Yet no matter its origins, the church’s apse is largely hidden from view at the far back of the structure. The more important component of St. Anne’s sits at the opposite end of the building – its soaring bell tower anchoring both it and Red Jacket’s downtown as well.St. Anne’s bell tower soars 80 feet into the air – just over 7 stories. It consists of three “stages”. The first two stages form the tower’s rectangular base, joined by a third stage which houses the belfry itself. That belfry was originally open, but has since been enclosed with plastic windows. The belfry is accented with round turrets on the corners and a 30 foot octagonal spire capped with what looks to be a copper cross at its top.
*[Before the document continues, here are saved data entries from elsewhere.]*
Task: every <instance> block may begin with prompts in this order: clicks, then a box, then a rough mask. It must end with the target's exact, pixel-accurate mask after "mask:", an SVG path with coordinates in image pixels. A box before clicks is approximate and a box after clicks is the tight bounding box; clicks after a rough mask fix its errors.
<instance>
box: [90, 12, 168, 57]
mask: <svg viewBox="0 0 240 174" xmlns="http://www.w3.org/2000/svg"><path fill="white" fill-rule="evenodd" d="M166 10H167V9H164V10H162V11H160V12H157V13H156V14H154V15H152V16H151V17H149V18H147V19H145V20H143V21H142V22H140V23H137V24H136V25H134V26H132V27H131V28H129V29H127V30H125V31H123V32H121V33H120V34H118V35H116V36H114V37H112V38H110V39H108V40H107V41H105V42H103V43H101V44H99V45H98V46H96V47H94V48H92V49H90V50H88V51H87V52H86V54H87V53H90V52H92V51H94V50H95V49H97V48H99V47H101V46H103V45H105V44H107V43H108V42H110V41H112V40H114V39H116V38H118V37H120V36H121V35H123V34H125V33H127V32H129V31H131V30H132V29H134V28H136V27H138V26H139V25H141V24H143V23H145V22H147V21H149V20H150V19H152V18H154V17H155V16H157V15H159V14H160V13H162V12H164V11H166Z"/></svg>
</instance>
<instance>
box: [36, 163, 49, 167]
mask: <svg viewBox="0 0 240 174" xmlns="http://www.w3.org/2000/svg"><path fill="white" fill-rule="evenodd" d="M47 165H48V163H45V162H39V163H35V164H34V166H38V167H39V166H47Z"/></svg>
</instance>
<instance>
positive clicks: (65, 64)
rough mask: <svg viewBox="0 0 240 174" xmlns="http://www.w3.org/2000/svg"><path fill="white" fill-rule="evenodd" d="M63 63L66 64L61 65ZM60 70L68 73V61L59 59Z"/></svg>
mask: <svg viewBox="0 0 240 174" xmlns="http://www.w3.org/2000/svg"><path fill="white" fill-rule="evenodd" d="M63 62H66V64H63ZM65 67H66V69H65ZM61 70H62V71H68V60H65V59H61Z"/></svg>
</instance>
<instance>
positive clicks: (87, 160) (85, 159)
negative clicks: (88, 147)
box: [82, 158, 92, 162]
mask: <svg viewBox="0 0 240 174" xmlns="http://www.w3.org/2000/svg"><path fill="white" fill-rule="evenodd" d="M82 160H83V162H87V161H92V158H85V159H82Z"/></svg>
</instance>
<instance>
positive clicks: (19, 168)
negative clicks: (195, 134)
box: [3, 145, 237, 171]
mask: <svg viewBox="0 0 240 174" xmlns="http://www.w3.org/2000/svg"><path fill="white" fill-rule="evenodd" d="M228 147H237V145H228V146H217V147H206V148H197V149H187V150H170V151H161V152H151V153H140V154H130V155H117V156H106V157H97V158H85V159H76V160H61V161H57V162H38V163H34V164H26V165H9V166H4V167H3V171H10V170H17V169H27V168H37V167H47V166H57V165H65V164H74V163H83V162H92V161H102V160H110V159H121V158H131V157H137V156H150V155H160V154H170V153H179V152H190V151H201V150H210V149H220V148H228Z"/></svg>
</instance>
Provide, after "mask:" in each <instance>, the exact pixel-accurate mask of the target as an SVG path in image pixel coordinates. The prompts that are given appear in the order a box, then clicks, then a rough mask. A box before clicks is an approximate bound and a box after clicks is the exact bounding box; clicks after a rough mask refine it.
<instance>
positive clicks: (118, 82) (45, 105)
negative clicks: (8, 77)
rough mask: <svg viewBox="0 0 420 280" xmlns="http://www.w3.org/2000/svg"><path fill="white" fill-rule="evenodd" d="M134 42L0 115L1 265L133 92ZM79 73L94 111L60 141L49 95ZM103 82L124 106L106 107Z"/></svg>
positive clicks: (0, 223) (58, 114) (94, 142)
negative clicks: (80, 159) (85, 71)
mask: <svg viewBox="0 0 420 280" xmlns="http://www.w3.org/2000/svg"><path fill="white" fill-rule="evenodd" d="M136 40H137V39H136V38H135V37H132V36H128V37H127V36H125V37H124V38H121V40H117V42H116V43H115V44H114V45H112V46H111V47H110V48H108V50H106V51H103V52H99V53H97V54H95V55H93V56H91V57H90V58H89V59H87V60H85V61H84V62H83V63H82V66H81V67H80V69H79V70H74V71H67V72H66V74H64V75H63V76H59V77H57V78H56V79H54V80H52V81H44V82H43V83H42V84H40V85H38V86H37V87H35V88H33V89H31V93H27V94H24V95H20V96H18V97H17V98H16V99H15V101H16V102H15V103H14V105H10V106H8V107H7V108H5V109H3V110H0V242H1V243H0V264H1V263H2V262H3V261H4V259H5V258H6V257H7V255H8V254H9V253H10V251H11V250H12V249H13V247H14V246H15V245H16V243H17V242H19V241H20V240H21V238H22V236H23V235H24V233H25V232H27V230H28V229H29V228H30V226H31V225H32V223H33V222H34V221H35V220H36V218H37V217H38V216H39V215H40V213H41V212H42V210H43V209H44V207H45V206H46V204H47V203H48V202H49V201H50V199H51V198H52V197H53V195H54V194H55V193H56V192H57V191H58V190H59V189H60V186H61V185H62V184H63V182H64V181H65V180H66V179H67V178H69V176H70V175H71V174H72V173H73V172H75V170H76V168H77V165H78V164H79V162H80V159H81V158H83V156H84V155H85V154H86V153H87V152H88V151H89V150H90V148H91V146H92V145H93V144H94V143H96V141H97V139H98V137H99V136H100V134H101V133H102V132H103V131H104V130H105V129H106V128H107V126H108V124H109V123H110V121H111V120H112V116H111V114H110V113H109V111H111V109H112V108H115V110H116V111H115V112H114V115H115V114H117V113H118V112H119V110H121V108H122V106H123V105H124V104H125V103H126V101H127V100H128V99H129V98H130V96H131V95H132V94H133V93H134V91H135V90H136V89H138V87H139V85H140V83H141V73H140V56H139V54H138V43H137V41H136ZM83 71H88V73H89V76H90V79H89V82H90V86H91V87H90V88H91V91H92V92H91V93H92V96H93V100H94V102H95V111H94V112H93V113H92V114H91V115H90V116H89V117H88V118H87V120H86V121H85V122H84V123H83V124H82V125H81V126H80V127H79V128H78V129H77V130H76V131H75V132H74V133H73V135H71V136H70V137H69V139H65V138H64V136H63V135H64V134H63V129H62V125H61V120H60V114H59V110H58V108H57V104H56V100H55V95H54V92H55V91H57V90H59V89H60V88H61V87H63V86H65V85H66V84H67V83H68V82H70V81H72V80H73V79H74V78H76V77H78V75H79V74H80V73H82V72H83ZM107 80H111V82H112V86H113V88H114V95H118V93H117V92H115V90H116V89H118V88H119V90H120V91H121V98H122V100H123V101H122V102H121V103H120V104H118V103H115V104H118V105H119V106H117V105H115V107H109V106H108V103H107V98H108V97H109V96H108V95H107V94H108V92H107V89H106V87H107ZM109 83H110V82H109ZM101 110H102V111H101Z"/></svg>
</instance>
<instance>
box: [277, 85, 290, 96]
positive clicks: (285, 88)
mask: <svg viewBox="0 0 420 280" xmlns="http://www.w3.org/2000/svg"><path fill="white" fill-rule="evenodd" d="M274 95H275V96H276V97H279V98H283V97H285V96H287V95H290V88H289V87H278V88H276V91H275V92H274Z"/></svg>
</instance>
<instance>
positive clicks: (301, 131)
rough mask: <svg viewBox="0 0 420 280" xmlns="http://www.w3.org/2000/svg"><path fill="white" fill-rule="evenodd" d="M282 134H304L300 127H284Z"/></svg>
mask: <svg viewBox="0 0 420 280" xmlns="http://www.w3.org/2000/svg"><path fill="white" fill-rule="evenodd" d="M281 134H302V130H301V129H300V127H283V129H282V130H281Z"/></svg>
Most notable about this tower is not its height or decoration, but its placement. Instead of taking up center stage in the center of the building’s facade it sits off center along the building’s corner. This is different than most other churches found in the village, yet another way St. Anne’s differentiates itself from the competition. Here it also serves an important purpose, though, as its position at the corner puts it front and center along 5th Street – making a prominent statement along the village’s main thoroughfare.Its a position it continues to dominate yet today, even though the church hasn’t seen a service in over half a century. As the Copper Empire faltered, the village found itself suffering from a mass exodus of people as they moved away in search of work. St. Anne’s suffered as well as its own congregation shrunk in size. A consolidation of the villages Catholic Churches in the 1960s resulted in St. Anne’s closure and its subsequent deconsecration in 1966. It was sold to a private owner in 1971, who utilized the space as a flea market for several years.
In the early 1990s the building was in danger of loosing its stained glass windows and other architectural elements as it’s owners looked to remove any items of value for resale. Luckily these plans came to light, and public outrage resulted in the building’s purchase by a non-profit organization who looked to preserve and not pillage the old church. The building was extensively renovated and upgraded, and today serves as the home to the Keweenaw Heritage Center – a museum dedicated to the people and heritage of Calumet and the surrounding area.